Atualmente, o jogo conhecido como Baleia Azul trouxe à tona um tema pouco debatido: o suicídio. De acordo com a Organização Mundial da Saúde (OMS), o suicídio é a segunda principal causa de morte entre pessoas de 15 a 29 anos, superando até mesmo o HIV. A cada 40 segundos, alguém no mundo tira a própria vida, e, no Brasil, pelo menos 32 pessoas cometem suicídio diariamente. Além disso, para cada suicídio consumado, há pelo menos vinte tentativas frustradas. A OMS destaca que, com medidas de prevenção, 90% dessas vidas poderiam ser salvas.

O psicólogo chileno Marco Antonio Campos, representante na Associação de Suicidologia para América Latina e Caribe, nos provoca a refletir: "Como podemos prevenir o suicídio se não falamos sobre ele? Como podemos perder o medo da morte se evitamos discutir o assunto?"

O jogo Baleia Azul, surgido na Rússia em 2015, tornou-se conhecido no Brasil em 2017, atraindo jovens por meio de desafios virtuais que testam suas emoções e coragem. No entanto, seu caráter criminoso é alarmante, pois os "curadores" incentivam ou instigam o suicídio através de mensagens nas redes sociais. O jogo funciona de maneira voyeurística, exigindo que os participantes cumpram tarefas como a automutilação, registrando-as em vídeos que devem ser enviados aos "curadores". Progredir nos desafios depende de comprovar cada passo com fotos ou vídeos.

O psicanalista Tiago Corbisier Matheus, autor do livro "Adolescência: Clínica Psicanalítica" (Casa do Psicólogo, 2012), observa que, embora os pais possam se sentir seguros ao ter seus filhos dentro de casa, os jovens estão expostos a inúmeros estímulos que os adultos desconhecem. O problema não reside na tecnologia em si, mas na abordagem dos pais, que frequentemente preferem controlar a ouvir. Assim, a internet não é intrinsecamente boa ou má, mas o relacionamento entre adolescentes e tecnologia deve ser gerido pelos pais. É essencial equilibrar a liberdade com uma supervisão não invasiva.

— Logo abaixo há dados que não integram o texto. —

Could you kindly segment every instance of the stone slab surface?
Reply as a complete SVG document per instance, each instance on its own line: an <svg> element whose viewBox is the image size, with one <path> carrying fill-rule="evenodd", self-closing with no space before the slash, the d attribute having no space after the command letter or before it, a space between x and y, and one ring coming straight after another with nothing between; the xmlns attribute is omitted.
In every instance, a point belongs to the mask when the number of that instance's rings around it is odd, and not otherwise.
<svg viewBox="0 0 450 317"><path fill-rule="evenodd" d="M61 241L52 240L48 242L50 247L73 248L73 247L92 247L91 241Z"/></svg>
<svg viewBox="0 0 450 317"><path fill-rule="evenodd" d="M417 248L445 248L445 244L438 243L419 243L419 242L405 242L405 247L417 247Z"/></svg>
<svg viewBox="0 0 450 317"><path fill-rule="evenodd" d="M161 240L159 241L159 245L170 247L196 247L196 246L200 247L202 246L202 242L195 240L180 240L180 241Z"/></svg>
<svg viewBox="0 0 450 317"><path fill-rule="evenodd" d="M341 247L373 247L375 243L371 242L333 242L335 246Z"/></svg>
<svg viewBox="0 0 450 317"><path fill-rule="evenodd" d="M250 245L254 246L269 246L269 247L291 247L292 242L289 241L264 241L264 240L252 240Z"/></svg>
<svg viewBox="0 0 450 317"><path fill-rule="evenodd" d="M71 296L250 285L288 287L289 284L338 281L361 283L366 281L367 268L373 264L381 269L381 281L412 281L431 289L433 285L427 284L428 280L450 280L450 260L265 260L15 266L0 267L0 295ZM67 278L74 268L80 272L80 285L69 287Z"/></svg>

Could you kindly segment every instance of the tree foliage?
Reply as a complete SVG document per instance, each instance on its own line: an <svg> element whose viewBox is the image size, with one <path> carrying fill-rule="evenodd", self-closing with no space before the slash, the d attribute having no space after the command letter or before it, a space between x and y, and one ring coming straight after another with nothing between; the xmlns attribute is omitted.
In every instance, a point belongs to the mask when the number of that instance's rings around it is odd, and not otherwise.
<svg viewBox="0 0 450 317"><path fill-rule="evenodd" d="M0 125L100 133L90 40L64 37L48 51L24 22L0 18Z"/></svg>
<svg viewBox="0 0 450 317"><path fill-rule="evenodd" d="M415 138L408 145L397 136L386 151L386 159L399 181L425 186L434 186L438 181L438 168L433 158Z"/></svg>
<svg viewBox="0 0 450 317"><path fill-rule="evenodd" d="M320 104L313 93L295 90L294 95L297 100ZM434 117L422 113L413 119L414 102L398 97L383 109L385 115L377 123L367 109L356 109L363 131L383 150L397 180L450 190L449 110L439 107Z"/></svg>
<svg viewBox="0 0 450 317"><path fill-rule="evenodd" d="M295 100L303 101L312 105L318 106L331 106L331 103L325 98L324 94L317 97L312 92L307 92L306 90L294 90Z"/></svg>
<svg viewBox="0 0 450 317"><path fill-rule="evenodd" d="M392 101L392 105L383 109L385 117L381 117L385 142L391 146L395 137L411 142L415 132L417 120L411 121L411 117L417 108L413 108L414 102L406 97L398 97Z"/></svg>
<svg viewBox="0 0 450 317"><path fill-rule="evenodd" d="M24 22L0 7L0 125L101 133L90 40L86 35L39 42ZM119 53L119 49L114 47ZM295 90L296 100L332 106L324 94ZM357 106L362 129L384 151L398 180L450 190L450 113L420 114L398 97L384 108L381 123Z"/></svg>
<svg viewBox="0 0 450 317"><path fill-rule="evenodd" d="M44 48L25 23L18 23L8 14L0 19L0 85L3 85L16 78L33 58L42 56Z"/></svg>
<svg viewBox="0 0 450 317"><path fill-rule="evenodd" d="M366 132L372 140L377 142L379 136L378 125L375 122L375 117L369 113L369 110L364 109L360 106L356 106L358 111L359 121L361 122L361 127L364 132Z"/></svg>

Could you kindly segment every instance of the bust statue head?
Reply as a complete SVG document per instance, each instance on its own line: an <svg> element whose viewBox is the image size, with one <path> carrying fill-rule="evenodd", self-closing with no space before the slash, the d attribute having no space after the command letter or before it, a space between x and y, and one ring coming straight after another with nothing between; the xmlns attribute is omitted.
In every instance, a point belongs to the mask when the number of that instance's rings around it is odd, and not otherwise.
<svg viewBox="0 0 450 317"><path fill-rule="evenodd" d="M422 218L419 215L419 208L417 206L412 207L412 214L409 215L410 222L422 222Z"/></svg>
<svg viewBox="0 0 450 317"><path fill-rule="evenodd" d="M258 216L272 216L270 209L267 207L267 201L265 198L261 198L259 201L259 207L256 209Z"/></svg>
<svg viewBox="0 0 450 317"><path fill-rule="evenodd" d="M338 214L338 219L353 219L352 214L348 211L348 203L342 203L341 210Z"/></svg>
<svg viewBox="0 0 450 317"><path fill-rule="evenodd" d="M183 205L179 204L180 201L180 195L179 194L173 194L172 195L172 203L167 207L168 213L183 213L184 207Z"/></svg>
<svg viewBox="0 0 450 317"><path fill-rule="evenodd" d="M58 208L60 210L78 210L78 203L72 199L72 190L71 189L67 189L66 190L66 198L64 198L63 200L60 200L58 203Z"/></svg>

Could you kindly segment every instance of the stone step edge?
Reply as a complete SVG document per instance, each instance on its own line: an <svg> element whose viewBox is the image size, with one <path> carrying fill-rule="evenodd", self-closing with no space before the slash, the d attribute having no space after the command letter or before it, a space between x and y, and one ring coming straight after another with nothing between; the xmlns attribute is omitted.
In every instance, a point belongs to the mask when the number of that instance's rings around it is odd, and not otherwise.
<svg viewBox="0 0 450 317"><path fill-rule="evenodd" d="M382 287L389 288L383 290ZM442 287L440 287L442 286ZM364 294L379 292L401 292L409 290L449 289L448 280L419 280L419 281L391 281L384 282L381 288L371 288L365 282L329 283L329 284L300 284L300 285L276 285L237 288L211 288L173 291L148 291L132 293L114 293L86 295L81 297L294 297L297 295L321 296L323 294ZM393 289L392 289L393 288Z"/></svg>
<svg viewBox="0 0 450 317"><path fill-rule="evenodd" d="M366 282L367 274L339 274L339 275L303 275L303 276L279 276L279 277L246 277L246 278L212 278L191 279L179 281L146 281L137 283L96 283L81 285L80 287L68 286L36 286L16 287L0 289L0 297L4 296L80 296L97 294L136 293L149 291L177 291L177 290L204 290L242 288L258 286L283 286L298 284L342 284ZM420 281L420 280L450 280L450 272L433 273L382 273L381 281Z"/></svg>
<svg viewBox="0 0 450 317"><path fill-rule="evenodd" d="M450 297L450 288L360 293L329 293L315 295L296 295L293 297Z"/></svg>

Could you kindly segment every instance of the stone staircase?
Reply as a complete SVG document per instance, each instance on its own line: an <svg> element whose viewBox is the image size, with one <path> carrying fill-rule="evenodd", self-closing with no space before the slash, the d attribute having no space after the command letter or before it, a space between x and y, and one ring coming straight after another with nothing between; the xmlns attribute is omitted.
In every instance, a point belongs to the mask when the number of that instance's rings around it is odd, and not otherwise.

Diante disso, como podemos agir para proteger nossos jovens? Primeiramente, identificando vulnerabilidades e tendências depressivas ou suicidas. Em seguida, construindo pontes relacionais que ofereçam suporte e escuta empática, captando tanto as mensagens explícitas quanto as implícitas. Além disso, é crucial instruir os jovens a buscar ajuda profissional quando necessário e discutir abertamente sobre o jogo e temas correlatos.

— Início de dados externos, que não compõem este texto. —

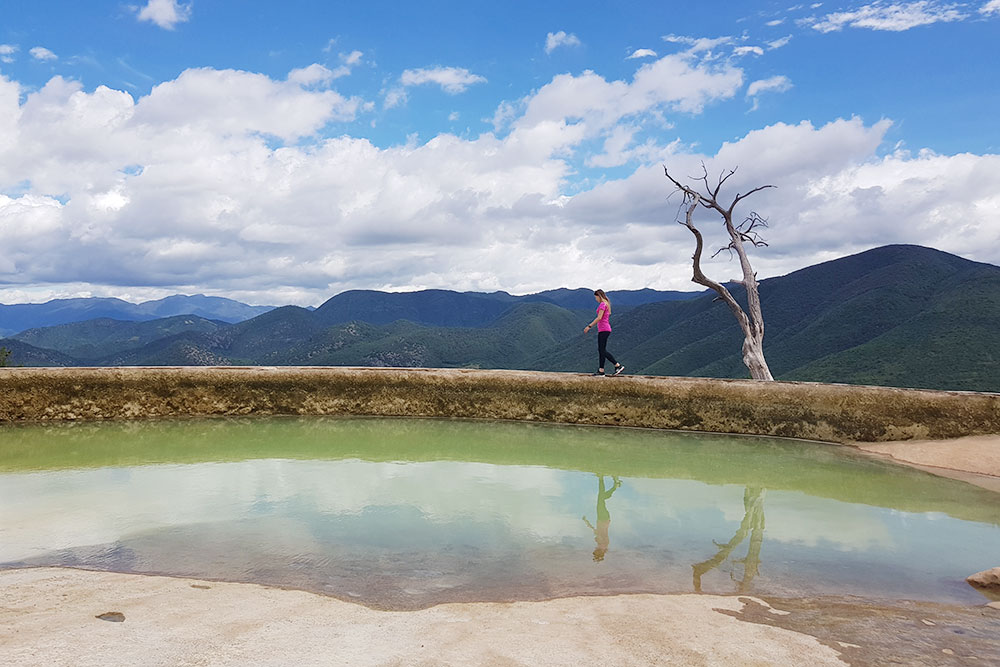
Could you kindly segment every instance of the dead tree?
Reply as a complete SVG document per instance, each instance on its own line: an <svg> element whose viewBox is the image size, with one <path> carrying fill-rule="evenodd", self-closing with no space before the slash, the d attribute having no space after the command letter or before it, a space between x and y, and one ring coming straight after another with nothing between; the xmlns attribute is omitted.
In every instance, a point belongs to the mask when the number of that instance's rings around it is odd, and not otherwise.
<svg viewBox="0 0 1000 667"><path fill-rule="evenodd" d="M694 234L695 249L694 255L691 258L694 261L694 275L691 280L699 285L704 285L715 290L719 295L718 299L724 301L736 317L736 321L743 331L743 363L750 370L750 377L754 380L773 380L774 377L771 376L771 370L767 367L767 361L764 360L764 317L760 312L760 295L757 293L757 274L754 273L753 267L750 266L750 260L747 258L747 251L744 247L744 244L747 243L754 247L767 245L758 233L761 227L767 226L767 220L759 216L756 212L751 212L742 222L734 224L733 210L738 203L755 192L775 186L761 185L760 187L753 188L746 194L741 195L736 193L736 198L733 199L732 203L725 206L719 202L719 191L722 189L723 184L736 173L736 170L731 169L719 176L718 182L716 182L714 187L709 183L708 171L705 169L705 165L702 165L702 172L701 178L694 180L700 180L704 184L704 193L680 183L670 175L666 167L663 168L663 173L666 174L670 182L677 187L677 190L683 196L682 206L686 210L684 220L678 220L678 222L690 229L691 233ZM743 269L743 278L742 280L731 282L743 285L744 289L746 289L747 310L750 311L749 314L733 298L733 295L730 294L725 285L715 282L701 271L701 252L704 248L704 239L698 228L694 226L693 220L694 212L699 205L715 211L722 216L726 232L729 234L729 245L720 248L716 251L715 255L723 250L728 250L730 253L735 252L737 257L739 257L740 267ZM714 257L715 255L712 256Z"/></svg>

A criação de um espaço de diálogo é vital para que os jovens expressem desconfortos causados por qualquer jogo ou situação em que se encontrem, reconhecendo estes como potenciais sinais de socorro. Igualmente importante é o fortalecimento dos vínculos afetivos com os filhos, assegurando-lhes um porto seguro. A presença ativa e atenciosa dos pais é insubstituível e não deve ser substituída por presentes.